“Los hombres… todos los hombres han muerto”
Con este curioso planteamiento (intentad explicarle el argumento a alguien no acostumbrado a la línea Vértigo, y ya veréis que dice…) conocemos a Yorick, un escapista amateur y bastante friki, y también el único macho vivo (junto con su mono) de la Tierra.
Sin saber porque han sobrevivido, se embarcaran en la búsqueda de su novia, con la que perdió el contacto telefónico (ya que la chica para colmo, esta en Australia) justo cuando aceptó a casarse con él.
…Empezando por ir a visitar a su madre, congresista en Washington … allí, la nueva Presidenta de los Estados Unidos determinará que ellas se encargan de su novia mientras el, (que es un culo inquieto), ayudara a encontrar a una famosa genetista que reside en Boston y que puede echar una mano en todo el asunto de la “plaga”, así de paso no se quedara en la Casa blanca y no provocara conflictos internacionales.
A partir de aquí: amazonas, agentes secretos, hermanas, republicanas, israelitas, ex-convictas, astronautas rusos, teatro, medallones mágicos, virus, violencia, terror, ciencia ficción, humor y las constantes referencias de Yorick a cine, comic y televisión (“Muerte entre las flores”; “Regreso al futuro” o Predicador” por nombrar alguna)
Y todo en poco mas de una quincena de números… (¿Sabéis cuanto estuvo Spawn para salir del callejón? Creo que aun sigue allí
Lo dicho, una versión de Marco pero con mas cúmulo de casualidades todavía… ¿no? Pues no.
Leyendo el comic, la habilidad de Vaughan para manejar el ritmo, la mezcla de géneros, la tensión y en definitiva, para meterte en una historia inverosímil y conseguir que cada giro argumental no solo parezca lo mas natural del mundo si no que te haga exclamar: “¡Claro! ¡Que hijo de puta! ¿Cómo no se me había ocurrido antes?” es realmente envidiable.

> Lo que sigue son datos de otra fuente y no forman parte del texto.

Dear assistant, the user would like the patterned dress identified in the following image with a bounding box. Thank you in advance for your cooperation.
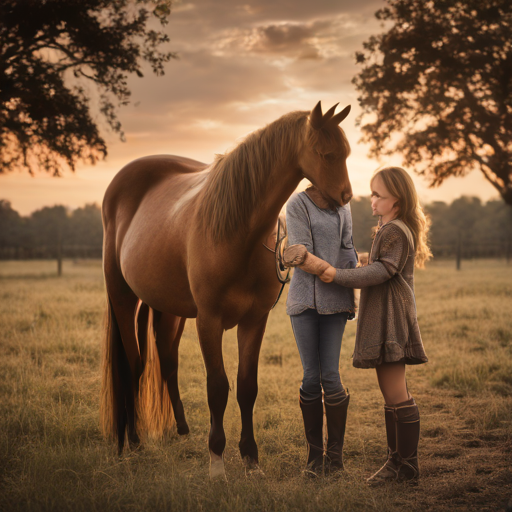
[334,221,428,368]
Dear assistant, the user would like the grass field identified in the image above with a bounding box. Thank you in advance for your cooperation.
[0,261,512,512]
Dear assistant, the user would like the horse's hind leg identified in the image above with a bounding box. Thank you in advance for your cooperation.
[105,261,142,454]
[154,313,189,435]
[237,314,268,471]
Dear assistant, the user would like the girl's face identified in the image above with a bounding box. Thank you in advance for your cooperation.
[371,174,398,222]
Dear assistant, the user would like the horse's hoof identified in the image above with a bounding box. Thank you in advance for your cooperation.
[245,464,265,478]
[210,454,227,482]
[243,455,265,478]
[176,423,190,436]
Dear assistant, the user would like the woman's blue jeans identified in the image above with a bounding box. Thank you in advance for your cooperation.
[290,309,349,400]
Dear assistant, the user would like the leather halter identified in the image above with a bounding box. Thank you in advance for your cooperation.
[263,218,291,309]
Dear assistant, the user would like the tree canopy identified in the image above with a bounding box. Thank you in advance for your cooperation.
[353,0,512,205]
[0,0,175,175]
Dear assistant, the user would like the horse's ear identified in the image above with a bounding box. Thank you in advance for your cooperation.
[328,105,350,126]
[309,101,323,130]
[322,103,339,123]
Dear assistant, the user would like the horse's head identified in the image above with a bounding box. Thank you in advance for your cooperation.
[299,102,352,206]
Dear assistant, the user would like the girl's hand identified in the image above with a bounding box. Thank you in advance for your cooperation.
[318,265,336,283]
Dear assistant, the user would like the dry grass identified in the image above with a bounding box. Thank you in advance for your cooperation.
[0,261,512,511]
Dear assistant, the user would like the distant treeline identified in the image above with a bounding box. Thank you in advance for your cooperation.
[0,197,512,259]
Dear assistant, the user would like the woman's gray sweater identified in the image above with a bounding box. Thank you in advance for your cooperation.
[286,192,357,315]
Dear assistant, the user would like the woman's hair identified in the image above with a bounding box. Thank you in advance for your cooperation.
[370,167,432,268]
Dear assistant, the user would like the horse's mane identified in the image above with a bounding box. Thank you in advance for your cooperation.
[198,111,309,242]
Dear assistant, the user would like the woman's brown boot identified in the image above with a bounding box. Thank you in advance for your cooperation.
[324,390,350,475]
[300,396,324,477]
[367,405,398,486]
[367,397,420,486]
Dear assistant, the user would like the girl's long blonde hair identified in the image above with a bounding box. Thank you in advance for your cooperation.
[370,167,432,268]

Acompañado de un mas que agradable y correcto dibujo de Pia Guerra, la historia, con ese tonillo de Thriller que tiene, jugando con el montaje temporal (el primer numero contado como una cuenta atrás a la plaga resulta una maravilla narrativa) nos hace entrar en una trama que podía haber caído en algo vulgar o incluso sexista, pero que se mantiene gracias al buen hacer del guionista al narrar una obra de personajes, donde sabe adoptar diferentes posturas para cada uno y no caer en insulsos discursos, dando la oportunidad al lector de criticar, pensar y tomar una postura para todos los protagonistas (aunque a veces falla al querer tocar demasiados temas de actualidad, sobretodo en los primeros números con la soldado israelita o en la Casa blanca pequeñas píldoras que, sin resultar del todo pesadas, son prescindibles)
Aun así lo que en fondo nos presenta Vaughan no es un análisis de la mujer ni mucho menos, ni creo que pretenda decir que un mundo sin hombres va a ser mejor o peor mundo lugar, mas bien, se aprovecha de la tesitura creada para, a modo de road movie retratarnos una sociedad tullida, incompleta a la que algo falta pero que tiene la oportunidad de renacer como algo mejor… gracias a un friki y cuatro mil millones de mujeres.
Lo mejor: Bastantes cosas, el ritmo (con ese ambiente tipo “28 días después” o “El amanecer de los muertos”), la gracia que tiene Vaughan para dosificar la información sobre qué demonios esta pasando y como ha empezado, los chistes de Yorick (adoro el comentario sobre “Mad Maxinas”)… engancha un montón
Lo peor: Precio de Norma, Planeta no ha anunciado continuación de la publicación aún, algunos comentarios sobre temas candentes de los primeros números
YORICK: Hey, ¿esta obra trata del último tipo de la Tierra? (…) Me pregunto… ¿Cómo termina?
355: Vamos no hay tiempo para…
YORICK: Espera tengo que saberlo. ¿Tiene un final feliz?
CAYCE: Claro, el último hombre salva el mundo
YORICK: ¿Ah si? ¿Cómo?
CAYCE: Suicidándose y dejando que las mujeres se salven solas.